The outlook “is increased losses and slower growth,” with no “credible scenario in which cybercrime losses diminish,” according to the report published by the Center for Strategic and International Studies. Some of the damage will be hard to trace, such as economic downturns caused by foreign competitors selling products based on stolen designs and financial markets undermined by hackers.
The damage done already includes 40 million people in the U.S. having their personal information stolen within the last year and an unnamed oil company losing hundreds of millions of dollars in business opportunities when hackers obtained its oilfield exploration data, according to the report. Network security company McAfee Inc. sponsored the report for CSIS, a nonprofit policy research organization in Washington.
Online crime could result in the loss of 200,000 U.S. jobs and 150,000 European jobs, with the total cost rising to as much as $575 billion, according to the report.
“Cybercrime is a tax on innovation and slows the pace of global innovation by reducing the rate of return to innovators and investors,” the authors of the report said.

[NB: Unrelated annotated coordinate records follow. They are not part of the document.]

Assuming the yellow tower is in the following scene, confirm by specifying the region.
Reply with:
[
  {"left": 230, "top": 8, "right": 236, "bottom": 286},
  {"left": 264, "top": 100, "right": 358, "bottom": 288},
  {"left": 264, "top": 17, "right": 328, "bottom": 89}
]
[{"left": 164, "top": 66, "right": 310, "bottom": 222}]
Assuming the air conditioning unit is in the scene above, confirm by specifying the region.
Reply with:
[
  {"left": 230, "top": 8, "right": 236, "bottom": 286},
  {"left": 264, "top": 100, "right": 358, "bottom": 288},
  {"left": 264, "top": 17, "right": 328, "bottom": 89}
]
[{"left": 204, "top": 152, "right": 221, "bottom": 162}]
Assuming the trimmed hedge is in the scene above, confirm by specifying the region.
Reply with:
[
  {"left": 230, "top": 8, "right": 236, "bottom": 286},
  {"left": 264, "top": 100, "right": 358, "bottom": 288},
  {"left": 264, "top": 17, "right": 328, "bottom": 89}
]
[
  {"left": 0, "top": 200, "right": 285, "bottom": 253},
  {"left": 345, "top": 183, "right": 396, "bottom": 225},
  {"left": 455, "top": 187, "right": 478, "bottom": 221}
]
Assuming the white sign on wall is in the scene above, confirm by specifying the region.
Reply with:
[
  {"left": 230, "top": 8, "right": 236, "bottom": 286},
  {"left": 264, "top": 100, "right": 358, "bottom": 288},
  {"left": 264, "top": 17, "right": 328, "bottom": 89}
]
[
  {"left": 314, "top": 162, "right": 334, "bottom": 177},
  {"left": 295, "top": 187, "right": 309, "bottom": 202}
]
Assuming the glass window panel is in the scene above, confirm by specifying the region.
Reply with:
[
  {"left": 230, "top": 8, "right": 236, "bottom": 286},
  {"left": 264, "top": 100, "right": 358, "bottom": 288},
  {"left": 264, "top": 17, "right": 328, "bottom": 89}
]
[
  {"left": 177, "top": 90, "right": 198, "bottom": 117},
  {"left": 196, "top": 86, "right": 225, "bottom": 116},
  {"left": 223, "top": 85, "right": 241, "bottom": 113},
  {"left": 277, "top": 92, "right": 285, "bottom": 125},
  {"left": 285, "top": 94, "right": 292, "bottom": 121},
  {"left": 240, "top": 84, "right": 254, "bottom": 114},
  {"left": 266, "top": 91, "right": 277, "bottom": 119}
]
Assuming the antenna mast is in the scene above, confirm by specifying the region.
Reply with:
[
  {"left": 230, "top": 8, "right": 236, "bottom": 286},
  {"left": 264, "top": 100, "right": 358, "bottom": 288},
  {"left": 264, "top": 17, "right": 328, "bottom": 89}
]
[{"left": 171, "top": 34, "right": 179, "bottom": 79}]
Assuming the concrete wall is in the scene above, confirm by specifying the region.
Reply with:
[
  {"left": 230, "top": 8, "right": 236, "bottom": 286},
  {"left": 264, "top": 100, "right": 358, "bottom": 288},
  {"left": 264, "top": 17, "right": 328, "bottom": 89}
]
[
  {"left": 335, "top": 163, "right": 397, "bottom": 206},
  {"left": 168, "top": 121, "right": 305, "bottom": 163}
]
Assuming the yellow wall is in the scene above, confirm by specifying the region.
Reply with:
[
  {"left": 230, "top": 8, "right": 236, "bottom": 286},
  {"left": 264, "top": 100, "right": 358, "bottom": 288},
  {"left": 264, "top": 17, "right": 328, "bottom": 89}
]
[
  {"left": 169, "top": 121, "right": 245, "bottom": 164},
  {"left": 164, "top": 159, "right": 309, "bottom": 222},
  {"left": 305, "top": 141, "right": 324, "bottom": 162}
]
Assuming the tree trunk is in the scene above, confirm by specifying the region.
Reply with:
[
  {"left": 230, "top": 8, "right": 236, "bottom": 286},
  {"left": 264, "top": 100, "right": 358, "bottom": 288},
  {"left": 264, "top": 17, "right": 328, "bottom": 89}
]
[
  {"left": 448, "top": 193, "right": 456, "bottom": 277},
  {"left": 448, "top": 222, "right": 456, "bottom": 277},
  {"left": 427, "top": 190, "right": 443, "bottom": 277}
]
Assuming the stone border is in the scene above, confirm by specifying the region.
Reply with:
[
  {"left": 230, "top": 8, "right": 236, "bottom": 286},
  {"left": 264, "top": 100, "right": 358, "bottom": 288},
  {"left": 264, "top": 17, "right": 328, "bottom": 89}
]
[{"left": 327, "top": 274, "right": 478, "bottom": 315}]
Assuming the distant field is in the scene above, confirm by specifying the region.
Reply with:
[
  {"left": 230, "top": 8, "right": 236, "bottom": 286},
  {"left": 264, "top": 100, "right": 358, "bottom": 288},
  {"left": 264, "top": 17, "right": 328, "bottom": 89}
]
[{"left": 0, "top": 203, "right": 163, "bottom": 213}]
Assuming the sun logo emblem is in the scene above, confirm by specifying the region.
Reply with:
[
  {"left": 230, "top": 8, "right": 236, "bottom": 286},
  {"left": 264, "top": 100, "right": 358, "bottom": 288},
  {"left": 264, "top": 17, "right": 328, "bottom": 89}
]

The study is intended to provide a comprehensive estimate of the cost of global hacker attacks as governments and companies fight digital incursions that could have catastrophic consequences.
The biggest driver in the cost is stolen intellectual property, said Tom Gann, vice president of government relations for McAfee, a unit of Santa Clara chipmaker Intel Corp.
“It is increasingly likely that the hackers will realize they can also make money in trading ahead of the plan for a merger,” said Stewart Baker, a lead author of the study who was general counsel for the National Security Agency in the 1990s and later an assistant secretary at the Department of Homeland Security, who is now a partner at the law firm Steptoe & Johnson LLP.
Trying to pinpoint the cost of hacking attacks hasn’t been easy and previous estimates have varied. Estimates should be viewed with skepticism, especially because the value of intellectual property can be exaggerated, said Jim Harper, a senior fellow with the nonprofit Cato Institute.